Learning Neo4j at Scale: The Airline On Time Performance Dataset

In the last article I have shown how to work with Neo4j in .NET. The article was based on a tiny dataset, which makes it impossible to draw any conclusions about the performance of Neo4j at a larger scale.

In this article I want to see how to import larger datasets to Neo4j and see how the database performs on complex queries.

The source code for this article can be found in my GitHub repository at:

https://github.com/bytefish/LearningNeo4jAtScale

The Plan: Analyzing the Airline On Time Performance

The plan is to analyze the Airline On Time Performance dataset, which contains:

[...] on-time arrival data for non-stop domestic flights by major air carriers, and provides such additional items as departure and arrival delays, origin and destination airports, flight numbers, scheduled and actual departure and arrival times, cancelled or diverted flights, taxi-out and taxi-in times, air time, and non-stop distance.

The data spans a time range from October 1987 to present, and it contains more than 150 million rows of flight informations. It can be obtained as CSV files from the Bureau of Transportation Statistics Database, and requires you to download the data month by month.

More conveniently the Revolution Analytics dataset repository contains a ZIP File with the CSV data from 1987 to 2012.

About the Graph Model

The Graph model is heavily based on the Neo4j Flight Database example by Nicole White:

(:Airport {airport_id, abbr, name})
(:City {name})
(:State {code, name})
(:Country {name, iso_code})
(:Carrier {code, description})
{:Flight {flight_number, year, month, day, })
(:Aircraft {tail_number})
(:Reason {code, description})

(:City)-[:IN_COUNTRY]→(:Country)
(:State)-[:IN_COUNTRY]→(:Country)
(:City)-[:IN_STATE]→(:State)
(:Airport)-[:IN_CITY]→(:City)
(:Flight)-[:ORIGIN {taxi_time, dep_delay} | :DESTINATION {taxi_time, arr_delay}]→(:Airport)
(:Flight)-[:CARRIER]→(:Carrier)
(:Flight)-[:CANCELLED_BY|:DELAYED_BY {duration}]→(:Reason)
(:Flight)-[:AIRCRAFT]→(:Aircraft)

You can find the original model of Nicole and a Python implementation over at:

https://github.com/nicolewhite/neo4j-flights/

She also posted a great Introduction To Cypher video on YouTube, which explains queries on the dataset in detail:

https://www.youtube.com/watch?v=VdivJqlPzCI

Project Structure

On a high-level the Project looks like this:

High-Level Overview for the .NET solution

Neo4jExample

Core
- Contains infrastructure code for serializing the Cypher Query Parameters and abstracting the Connection Settings.
Csv
- Converter
  - Converters for parsing the Flight data.

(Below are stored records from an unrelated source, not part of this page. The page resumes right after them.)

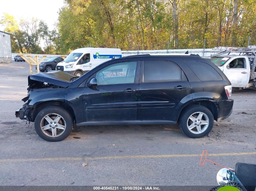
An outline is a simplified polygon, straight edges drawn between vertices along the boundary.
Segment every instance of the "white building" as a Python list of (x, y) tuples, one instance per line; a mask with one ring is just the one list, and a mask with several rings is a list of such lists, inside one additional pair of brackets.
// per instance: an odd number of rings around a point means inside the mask
[(11, 35), (0, 31), (0, 63), (11, 63)]

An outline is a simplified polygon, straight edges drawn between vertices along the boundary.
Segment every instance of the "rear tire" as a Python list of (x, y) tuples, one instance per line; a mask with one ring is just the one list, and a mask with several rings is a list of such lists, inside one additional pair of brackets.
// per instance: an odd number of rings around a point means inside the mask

The dataset requires us to convert from 1.00 to a boolean for example.
- Mapper
  - Defines the Mappings between the CSV File and the .NET model.
- Model
  - Defines the .NET classes, that model the CSV data.
- Parser
  - The Parsers required for reading the CSV data.
Graph
- Client
  - The Neo4j Client for interfacing with the Database.
- Model
  - Defines the .NET classes, that model the Graph.

Neo4jExample.ConsoleApp

The Neo4j.ConsoleApp references the Neo4jExample project. It uses the CSV Parsers to read the CSV data, converts the flat CSV data model to the Graph model and then inserts them using the Neo4jClient. Reactive Extensions are used for batching the entities.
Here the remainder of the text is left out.